RWA Volunteer Michael Toseland picked Casting a Dark Democracy by Tim Shaw, one of the iconic images of the exhibition ‘Shock and Awe: Contemporary Artists at War and Peace‘ to focus on. Michael has written about how the piece made him feel and the wider subjects the artwork tackles.
Imposing is a word well equipped to describe Casting a Dark Democracy, unforgiving in its honesty, its truth and emotional intensity, it is a piece that is perhaps a look upon human suffering at its upmost submissive and a sobering snap shot into the depths of our nature.
The subject itself is one of a hooded prisoner from the Iraqi prisons of Abu Ghraib. The figure, Poised mercifully as a penitent figure reminiscent of Goya, endows the viewer with a sense of responsibility, an ethical question into the futility of suffering.

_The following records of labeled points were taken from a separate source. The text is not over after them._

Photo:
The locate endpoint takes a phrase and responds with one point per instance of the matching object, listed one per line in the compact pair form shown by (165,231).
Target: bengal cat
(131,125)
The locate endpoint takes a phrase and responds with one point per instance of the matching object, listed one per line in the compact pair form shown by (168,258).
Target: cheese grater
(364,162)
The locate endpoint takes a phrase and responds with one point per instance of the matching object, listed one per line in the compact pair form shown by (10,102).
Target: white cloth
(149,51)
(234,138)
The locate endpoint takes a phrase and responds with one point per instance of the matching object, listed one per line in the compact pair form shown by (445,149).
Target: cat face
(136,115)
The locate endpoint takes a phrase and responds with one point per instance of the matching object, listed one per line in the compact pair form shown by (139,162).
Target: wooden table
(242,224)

The materials themselves such as rusted steel, barbed wire, black polythene and electrical cable seem soiled by earth as if dragged kicking and screaming from the depths of her belly. A creature born of oil, of greed, of hate, of fear, of war as if not from this world but a darker other.

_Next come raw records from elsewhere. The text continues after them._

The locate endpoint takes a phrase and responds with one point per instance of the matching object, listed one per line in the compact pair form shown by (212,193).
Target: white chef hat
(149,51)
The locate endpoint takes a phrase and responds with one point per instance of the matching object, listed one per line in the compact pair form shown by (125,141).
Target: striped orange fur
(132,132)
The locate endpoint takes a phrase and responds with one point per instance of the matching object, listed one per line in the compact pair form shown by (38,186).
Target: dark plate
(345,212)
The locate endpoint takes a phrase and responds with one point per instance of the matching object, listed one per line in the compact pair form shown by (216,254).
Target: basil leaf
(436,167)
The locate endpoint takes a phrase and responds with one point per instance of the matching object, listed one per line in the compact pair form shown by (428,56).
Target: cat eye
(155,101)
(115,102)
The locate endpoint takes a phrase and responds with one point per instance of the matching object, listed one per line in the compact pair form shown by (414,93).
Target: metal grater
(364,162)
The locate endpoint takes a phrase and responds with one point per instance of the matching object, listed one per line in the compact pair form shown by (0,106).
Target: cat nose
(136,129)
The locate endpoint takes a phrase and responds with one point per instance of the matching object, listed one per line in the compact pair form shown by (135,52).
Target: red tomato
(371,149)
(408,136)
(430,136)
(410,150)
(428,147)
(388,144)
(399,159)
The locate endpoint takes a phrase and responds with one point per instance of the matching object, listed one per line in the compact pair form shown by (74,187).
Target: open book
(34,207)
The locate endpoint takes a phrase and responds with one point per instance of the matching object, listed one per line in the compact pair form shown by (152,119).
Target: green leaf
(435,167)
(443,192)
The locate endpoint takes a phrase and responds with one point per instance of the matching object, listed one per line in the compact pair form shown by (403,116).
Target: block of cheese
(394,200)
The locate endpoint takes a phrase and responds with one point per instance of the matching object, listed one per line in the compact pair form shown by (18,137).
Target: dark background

The underlying skeletal figure is more human, weak, feeble in its attempt to manage the weight of material bestowed upon its shoulders. A primitive, brutal image itself described by Shaw as ‘medieval’.
A pitiful figure, submissive to the hate and fear of war, submissive to our barbarism holds out its hands as if to god. Reminiscent of a Greek god of old bringing fear through power, here we see the symbol of our own fear.
This is the realization of our nature, of the sickness of our fear. The almost too human hands seeming unusually soft, plump and welcoming for such a figure are held, palms out as if yearning for human comfort. The culturaly etched crucifiction image unavoidably lurking in the subconscious.
It is a piece that forces us to ask of ourselves what it is to be human. To be human is to stretch out the hand, to offer comfort to the suffering and to shed light on the darkness of fear. These are the things we idealize and longingly grasp onto as our definition of human nature despite unimaginable examples suggesting the contrary to be true.
Shaw ultimately has presented us with the opportunity to confront crucial questions, both on our intrinsic nature and on our value of morality and humankind itself.